Wali Kota Amsterdam Minta Maaf Soal Perbudakan di Masa Lalu, Termasuk ke Indonesia

Femke Halsema mengatakan, sudah waktunya Amsterdam mengukir ketidakadilan besar perbudakan kolonial ke dalam identitas kotanya.

oleh Teddy Tri Setio Berty diperbarui 02 Jul 2021, 15:36 WIB
Walikota Amsterdam Femke Halsema pada Kamis (1/7) meminta maaf atas keterlibatan kotanya dalam perdagangan budak global pada masa kolonialisme di masa lalu ( AP Photo/Peter Dejong)

Liputan6.com, Amsterdam - Wali Kota Amsterdam Femke Halsema pada Kamis 1 Juli 2021 meminta maaf atas keterlibatan kotanya dalam perdagangan budak global pada masa kolonialisme di masa lalu.

Femke Halsema mengatakan sudah waktunya untuk mengukir ketidakadilan besar perbudakan kolonial ke dalam identitas kota Amsterdam, demikian dikutip dari laman BBC, Jumat (2/7/2021).

Permintaan maaf itu disampaikan saat liburan tahunan yang menandai berakhirnya perbudakan di koloni Belanda pada 1800-an.

Tahun lalu dewan kota Amsterdam memberikan suara untuk permintaan maaf dan panel penasehat telah menyarankan kepada pemerintah nasional untuk mengikuti langkah tersebut.

"Saya meminta maaf atas keterlibatan aktif dewan kota Amsterdam dalam sistem komersial perbudakan kolonial dan perdagangan orang-orang yang diperbudak di seluruh dunia," kata Halsema dalam pidatonya, Kamis (1/7).

Wali kota mengatakan, mengakui warisan perbudakan adalah benar, "tidak ada satu pun warga Amsterdam yang hidup hari ini yang harus disalahkan atas masa lalu".

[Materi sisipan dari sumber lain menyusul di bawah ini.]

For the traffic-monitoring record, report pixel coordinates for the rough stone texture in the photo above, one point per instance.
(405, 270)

Permintaan maaf itu membuat Wali kota sayap kiri itu berselisih dengan perdana menteri Belanda Mark Rutte, yang saat ini sedang dalam pembicaraan untuk membentuk pemerintahan baru.

Rutte menolak seruan untuk permintaan maaf resmi negara tahun lalu ketika protes yang dipicu oleh kematian George Floyd dalam tahanan polisi melanda dunia.

Dalam debat parlemen tentang rasisme, Rutte mengatakan permintaan maaf semacam itu dapat mempolarisasi masyarakat dan membawa kembali kenangan menyakitkan bagi sebagian orang.

Namun, pemerintahnya menugaskan panel penasihat independen untuk membuat rekomendasi yang tidak mengikat tentang masalah ras dan diskriminasi.

Panel merilis laporannya pada Kamis kemarin. Laporan tersebut mengatakan bahwa kesadaran negara akan masa lalu kolonialnya buruk dan merekomendasikannya untuk diajarkan di sekolah-sekolah.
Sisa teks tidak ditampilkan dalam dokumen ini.